Real Numbers & Order of Operations

Before manipulating unknowns, you must operate fluently on numbers. This week refreshes the real-number system, sign rules, and the universal evaluation order (PEMDAS).

The number system in layers

• Naturals (ℕ): 1, 2, 3, …
• Whole numbers: 0, 1, 2, …
• Integers (ℤ): …, −2, −1, 0, 1, 2, …
• Rationals (ℚ): any number expressible as a/b with a, b ∈ ℤ, b ≠ 0. Includes terminating and repeating decimals.
• Irrationals: numbers like π, e, √2 — not expressible as a fraction.
• Reals (ℝ): rationals ∪ irrationals.

Rationals are the only set among these that's closed under all four arithmetic operations (division excluding zero).
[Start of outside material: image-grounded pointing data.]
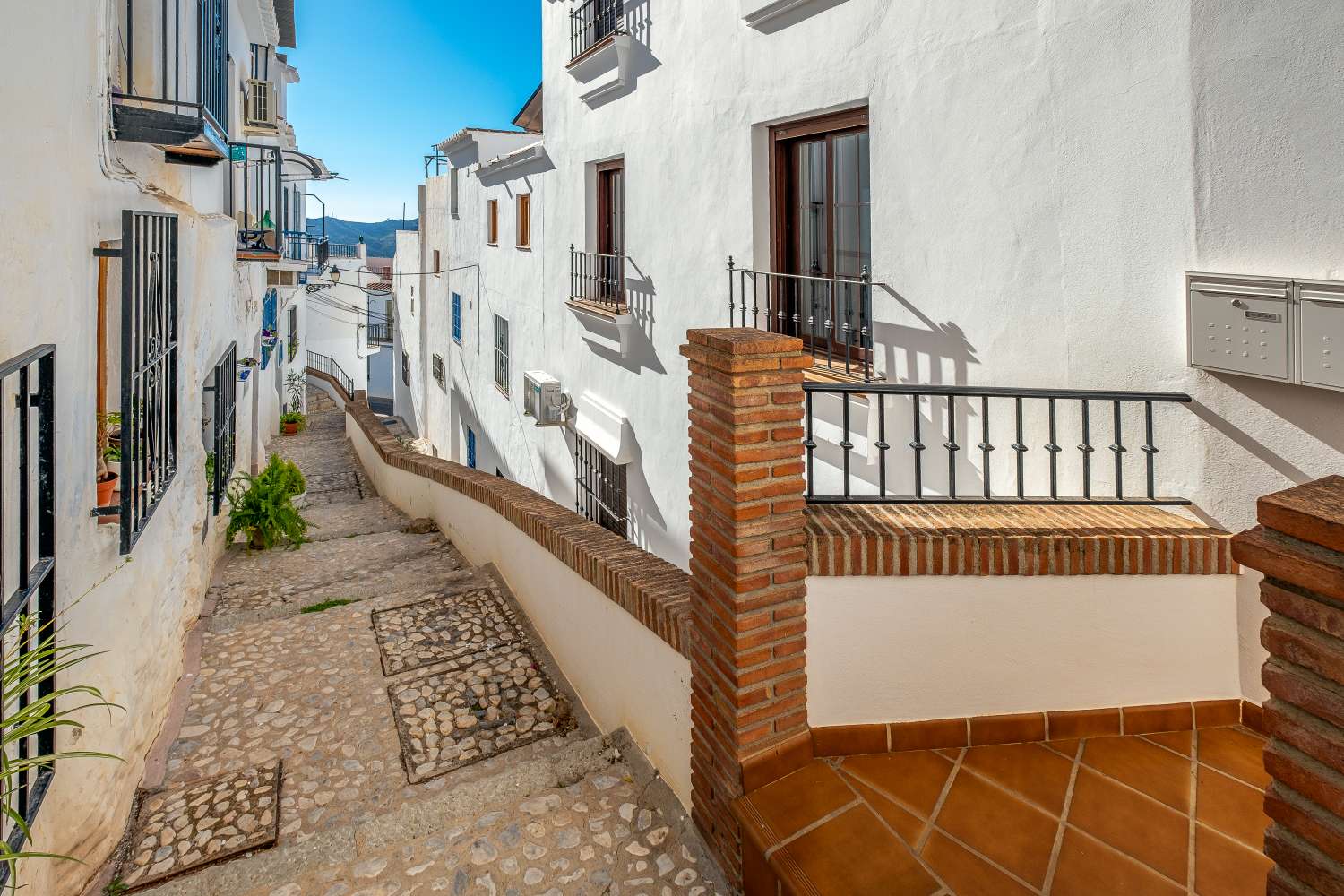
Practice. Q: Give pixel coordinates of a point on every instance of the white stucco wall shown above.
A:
(624, 673)
(62, 191)
(900, 649)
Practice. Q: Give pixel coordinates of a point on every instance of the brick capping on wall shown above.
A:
(747, 573)
(1031, 727)
(645, 586)
(1300, 548)
(900, 540)
(335, 384)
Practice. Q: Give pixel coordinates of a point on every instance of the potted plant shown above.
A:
(105, 477)
(263, 506)
(290, 422)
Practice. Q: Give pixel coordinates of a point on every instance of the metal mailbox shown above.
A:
(1322, 333)
(1242, 325)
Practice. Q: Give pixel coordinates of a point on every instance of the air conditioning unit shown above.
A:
(261, 104)
(543, 400)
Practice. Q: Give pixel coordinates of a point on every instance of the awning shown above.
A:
(607, 429)
(304, 167)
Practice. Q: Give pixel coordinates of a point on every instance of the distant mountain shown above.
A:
(381, 237)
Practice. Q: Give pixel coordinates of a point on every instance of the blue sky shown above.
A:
(383, 80)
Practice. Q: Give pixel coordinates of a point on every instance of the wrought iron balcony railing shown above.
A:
(172, 86)
(593, 22)
(973, 421)
(599, 280)
(831, 314)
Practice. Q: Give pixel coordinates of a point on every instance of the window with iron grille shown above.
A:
(27, 582)
(148, 367)
(502, 354)
(220, 426)
(599, 493)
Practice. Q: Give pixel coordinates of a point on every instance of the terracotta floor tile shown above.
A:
(1067, 748)
(1236, 753)
(1223, 868)
(1133, 823)
(906, 825)
(852, 856)
(1030, 770)
(913, 778)
(965, 874)
(1142, 766)
(1179, 742)
(796, 801)
(1231, 807)
(1088, 868)
(1010, 831)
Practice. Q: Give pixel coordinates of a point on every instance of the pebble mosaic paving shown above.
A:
(452, 719)
(457, 629)
(202, 823)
Naturals aren't closed under subtraction; integers aren't closed under division.

PEMDAS / order of operations

1. Parentheses
2. Exponents
3. Multiplication / Division (left to right)
4. Addition / Subtraction (left to right)
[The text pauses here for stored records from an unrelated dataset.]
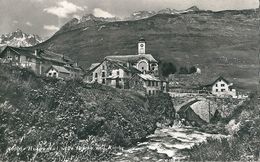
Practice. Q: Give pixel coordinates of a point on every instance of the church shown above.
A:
(139, 72)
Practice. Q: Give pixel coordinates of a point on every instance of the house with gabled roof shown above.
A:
(39, 60)
(124, 71)
(221, 87)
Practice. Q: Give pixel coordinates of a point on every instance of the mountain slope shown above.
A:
(19, 38)
(217, 42)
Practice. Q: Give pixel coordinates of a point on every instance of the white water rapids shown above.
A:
(165, 145)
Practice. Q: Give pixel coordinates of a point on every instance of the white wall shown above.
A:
(221, 88)
(51, 73)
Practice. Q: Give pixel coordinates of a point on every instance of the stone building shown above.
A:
(39, 61)
(222, 88)
(124, 71)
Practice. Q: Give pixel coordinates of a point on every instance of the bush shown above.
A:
(244, 144)
(45, 118)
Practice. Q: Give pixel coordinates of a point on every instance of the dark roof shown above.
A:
(20, 51)
(132, 58)
(148, 77)
(41, 54)
(117, 64)
(125, 68)
(187, 106)
(141, 40)
(59, 69)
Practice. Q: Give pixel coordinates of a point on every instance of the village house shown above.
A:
(222, 88)
(140, 72)
(42, 62)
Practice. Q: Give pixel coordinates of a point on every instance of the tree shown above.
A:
(183, 70)
(168, 68)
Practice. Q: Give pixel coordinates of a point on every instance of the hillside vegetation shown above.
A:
(224, 42)
(244, 144)
(55, 120)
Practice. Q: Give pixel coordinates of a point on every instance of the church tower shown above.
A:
(141, 46)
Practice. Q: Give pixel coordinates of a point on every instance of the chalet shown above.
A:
(222, 88)
(148, 83)
(123, 71)
(39, 61)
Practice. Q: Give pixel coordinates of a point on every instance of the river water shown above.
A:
(165, 145)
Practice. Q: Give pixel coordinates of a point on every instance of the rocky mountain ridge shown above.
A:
(20, 39)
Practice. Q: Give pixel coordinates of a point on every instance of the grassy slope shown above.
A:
(244, 145)
(219, 43)
(66, 116)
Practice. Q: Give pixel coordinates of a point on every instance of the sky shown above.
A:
(45, 17)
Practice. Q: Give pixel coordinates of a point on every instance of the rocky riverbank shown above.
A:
(167, 143)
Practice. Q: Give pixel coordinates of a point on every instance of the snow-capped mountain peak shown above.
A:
(20, 39)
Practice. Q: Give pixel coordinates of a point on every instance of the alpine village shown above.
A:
(150, 89)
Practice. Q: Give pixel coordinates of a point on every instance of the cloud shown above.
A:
(101, 13)
(28, 23)
(51, 27)
(63, 9)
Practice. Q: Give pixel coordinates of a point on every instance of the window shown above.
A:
(149, 83)
(55, 74)
(9, 57)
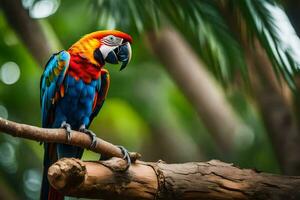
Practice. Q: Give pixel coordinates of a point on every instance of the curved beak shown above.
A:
(121, 54)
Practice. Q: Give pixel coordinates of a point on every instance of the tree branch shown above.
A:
(59, 136)
(212, 180)
(208, 180)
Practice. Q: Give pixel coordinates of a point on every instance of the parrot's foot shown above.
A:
(126, 156)
(67, 126)
(91, 134)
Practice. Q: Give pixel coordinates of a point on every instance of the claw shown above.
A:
(126, 156)
(67, 127)
(91, 134)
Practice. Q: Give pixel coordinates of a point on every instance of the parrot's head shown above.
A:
(109, 46)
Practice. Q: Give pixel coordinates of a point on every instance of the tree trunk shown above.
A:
(198, 85)
(212, 180)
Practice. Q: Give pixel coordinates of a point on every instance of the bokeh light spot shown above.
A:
(43, 8)
(3, 112)
(10, 73)
(27, 3)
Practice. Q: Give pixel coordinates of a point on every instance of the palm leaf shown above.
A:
(269, 23)
(199, 22)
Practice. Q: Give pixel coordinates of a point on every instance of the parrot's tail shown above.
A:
(48, 192)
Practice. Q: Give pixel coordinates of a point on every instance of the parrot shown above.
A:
(73, 88)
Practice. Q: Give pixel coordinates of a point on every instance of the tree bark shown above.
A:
(28, 30)
(198, 85)
(59, 136)
(212, 180)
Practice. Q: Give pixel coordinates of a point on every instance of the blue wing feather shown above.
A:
(102, 89)
(51, 81)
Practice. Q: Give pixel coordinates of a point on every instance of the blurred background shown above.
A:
(208, 80)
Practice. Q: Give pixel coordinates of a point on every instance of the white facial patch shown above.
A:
(106, 49)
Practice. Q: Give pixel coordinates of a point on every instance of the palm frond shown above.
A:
(269, 23)
(199, 22)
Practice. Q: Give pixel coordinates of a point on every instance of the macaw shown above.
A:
(73, 88)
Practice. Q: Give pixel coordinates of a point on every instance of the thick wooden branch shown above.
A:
(59, 136)
(209, 180)
(212, 180)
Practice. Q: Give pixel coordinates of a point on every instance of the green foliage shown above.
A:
(200, 22)
(267, 21)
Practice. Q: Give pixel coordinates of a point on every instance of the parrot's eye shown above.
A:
(111, 40)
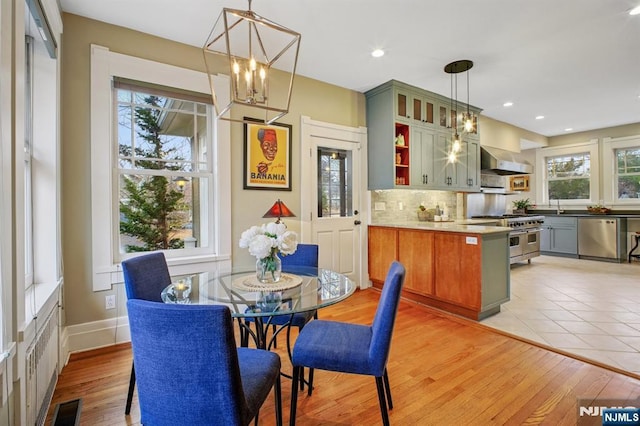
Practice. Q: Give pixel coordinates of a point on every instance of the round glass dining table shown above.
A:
(301, 289)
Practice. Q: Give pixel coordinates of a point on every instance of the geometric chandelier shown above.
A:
(261, 56)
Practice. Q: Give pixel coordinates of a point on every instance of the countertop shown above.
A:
(578, 213)
(464, 226)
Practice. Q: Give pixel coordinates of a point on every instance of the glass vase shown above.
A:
(269, 269)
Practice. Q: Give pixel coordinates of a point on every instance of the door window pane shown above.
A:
(334, 183)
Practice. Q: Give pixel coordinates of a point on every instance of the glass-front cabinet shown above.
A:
(410, 138)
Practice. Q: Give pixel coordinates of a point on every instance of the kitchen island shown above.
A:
(460, 267)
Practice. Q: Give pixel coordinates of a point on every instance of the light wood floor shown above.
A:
(443, 370)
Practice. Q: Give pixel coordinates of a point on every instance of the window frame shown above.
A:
(105, 66)
(542, 196)
(610, 187)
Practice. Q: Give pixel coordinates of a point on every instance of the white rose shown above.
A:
(248, 235)
(260, 246)
(288, 242)
(276, 229)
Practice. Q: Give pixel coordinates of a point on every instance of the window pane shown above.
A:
(568, 177)
(334, 183)
(161, 213)
(162, 142)
(569, 189)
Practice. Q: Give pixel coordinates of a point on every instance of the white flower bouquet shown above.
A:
(265, 242)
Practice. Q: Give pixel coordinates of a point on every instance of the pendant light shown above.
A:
(453, 69)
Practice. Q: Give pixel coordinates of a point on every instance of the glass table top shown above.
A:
(311, 288)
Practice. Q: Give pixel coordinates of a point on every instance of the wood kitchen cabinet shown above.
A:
(464, 273)
(424, 120)
(416, 254)
(383, 249)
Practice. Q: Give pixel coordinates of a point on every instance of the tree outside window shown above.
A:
(568, 177)
(628, 172)
(159, 144)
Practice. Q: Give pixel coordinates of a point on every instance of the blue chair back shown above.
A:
(384, 319)
(186, 364)
(146, 276)
(305, 255)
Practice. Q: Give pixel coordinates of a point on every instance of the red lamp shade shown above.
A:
(279, 210)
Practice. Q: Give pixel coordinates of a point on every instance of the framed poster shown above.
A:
(267, 156)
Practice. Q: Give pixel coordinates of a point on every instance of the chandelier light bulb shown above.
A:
(455, 148)
(468, 123)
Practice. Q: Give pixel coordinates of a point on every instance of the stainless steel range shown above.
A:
(524, 238)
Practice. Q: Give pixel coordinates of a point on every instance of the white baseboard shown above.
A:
(93, 335)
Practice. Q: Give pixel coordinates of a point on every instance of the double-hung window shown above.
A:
(621, 159)
(160, 167)
(164, 173)
(568, 174)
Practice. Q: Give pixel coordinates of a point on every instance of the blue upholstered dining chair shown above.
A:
(189, 370)
(352, 348)
(145, 277)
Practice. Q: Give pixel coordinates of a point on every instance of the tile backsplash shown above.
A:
(401, 205)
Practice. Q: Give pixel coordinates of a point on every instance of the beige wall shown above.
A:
(312, 98)
(499, 134)
(612, 132)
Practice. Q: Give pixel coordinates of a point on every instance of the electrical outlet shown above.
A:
(110, 302)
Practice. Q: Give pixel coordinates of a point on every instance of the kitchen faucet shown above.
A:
(558, 211)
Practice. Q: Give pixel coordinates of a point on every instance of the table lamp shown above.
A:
(279, 210)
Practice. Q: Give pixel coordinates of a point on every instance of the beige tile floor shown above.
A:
(584, 307)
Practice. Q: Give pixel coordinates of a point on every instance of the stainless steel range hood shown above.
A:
(502, 162)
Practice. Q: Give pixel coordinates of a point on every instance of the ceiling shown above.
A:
(575, 62)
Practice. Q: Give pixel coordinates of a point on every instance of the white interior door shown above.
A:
(334, 200)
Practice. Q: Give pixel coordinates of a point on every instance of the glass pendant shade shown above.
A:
(261, 58)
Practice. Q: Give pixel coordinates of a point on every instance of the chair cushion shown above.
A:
(259, 369)
(335, 346)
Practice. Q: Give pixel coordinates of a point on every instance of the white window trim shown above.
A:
(104, 66)
(609, 168)
(542, 197)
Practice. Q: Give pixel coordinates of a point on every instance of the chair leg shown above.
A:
(388, 389)
(294, 395)
(310, 382)
(383, 402)
(132, 385)
(275, 338)
(278, 394)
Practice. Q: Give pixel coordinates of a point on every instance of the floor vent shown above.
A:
(67, 413)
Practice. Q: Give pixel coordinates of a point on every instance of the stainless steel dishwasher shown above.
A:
(600, 237)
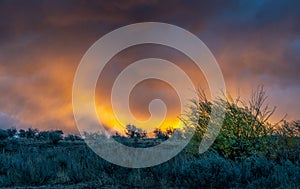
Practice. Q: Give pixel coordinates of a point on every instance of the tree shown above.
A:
(55, 136)
(11, 132)
(3, 134)
(160, 134)
(22, 133)
(133, 132)
(31, 133)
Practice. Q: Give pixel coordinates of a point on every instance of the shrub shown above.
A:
(245, 130)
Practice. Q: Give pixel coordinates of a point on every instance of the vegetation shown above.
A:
(249, 152)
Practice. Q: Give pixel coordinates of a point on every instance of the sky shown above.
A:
(43, 42)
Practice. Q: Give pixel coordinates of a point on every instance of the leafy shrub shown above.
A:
(245, 130)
Example: 8 − 2·3² evaluates as 8 − 2·9 = 8 − 18 = −10. The exponent comes before multiplication; multiplication before subtraction.

Sign rules

• Two negatives multiplied or divided yield a positive: (−3)(−4) = 12.
• Subtracting a negative is the same as adding: 7 − (−2) = 9.
• Distribution carries the negative across all terms: −(x − 6) = −x + 6, not −x − 6.

Absolute value

The absolute value of a real number x, written |x|, is its distance from zero on the number line. Distance is never negative, so |x| ≥ 0 always.

Piecewise definition:

$|x|=\{\begin{array}{ll}x& \text{if }x\ge 0\\ -x& \text{if }x<0\end{array}$

So $|5|=5$, $|-7|=7$, $|0|=0$. The bars don't flip a positive number — they strip the sign. A consequence: $\sqrt{x^2}=|x|$, not $x$, because the square root must return a non-negative result.

Distributive property

a(b + c) = ab + ac. The single most-used identity in algebra. Used to expand parentheses, then re-used in reverse to factor. Watch the sign on a: a negative coefficient distributes as a negative to every inner term.

Why this matters

1. Algebraic structure learned. PEMDAS, sign rules, and the distributive property over the real numbers — the grammar of every numerical expression.
2. ML object with the same structure. Loss-function expressions like $\frac{1}{2m}\sum (h(x)-y{)}^2$ are nested arithmetic at scale: parentheses group sums, exponents come before products, and a misplaced sign flips the gradient.
3. Computational payoff. Vectorized array code ((1/(2*m)) * np.sum(...)) evaluates these expressions in parallel across thousands of samples. A precedence slip in the formula cascades into wrong numbers across an entire batch — silent and expensive. PEMDAS discipline on paper transfers directly to bug-free vectorized code.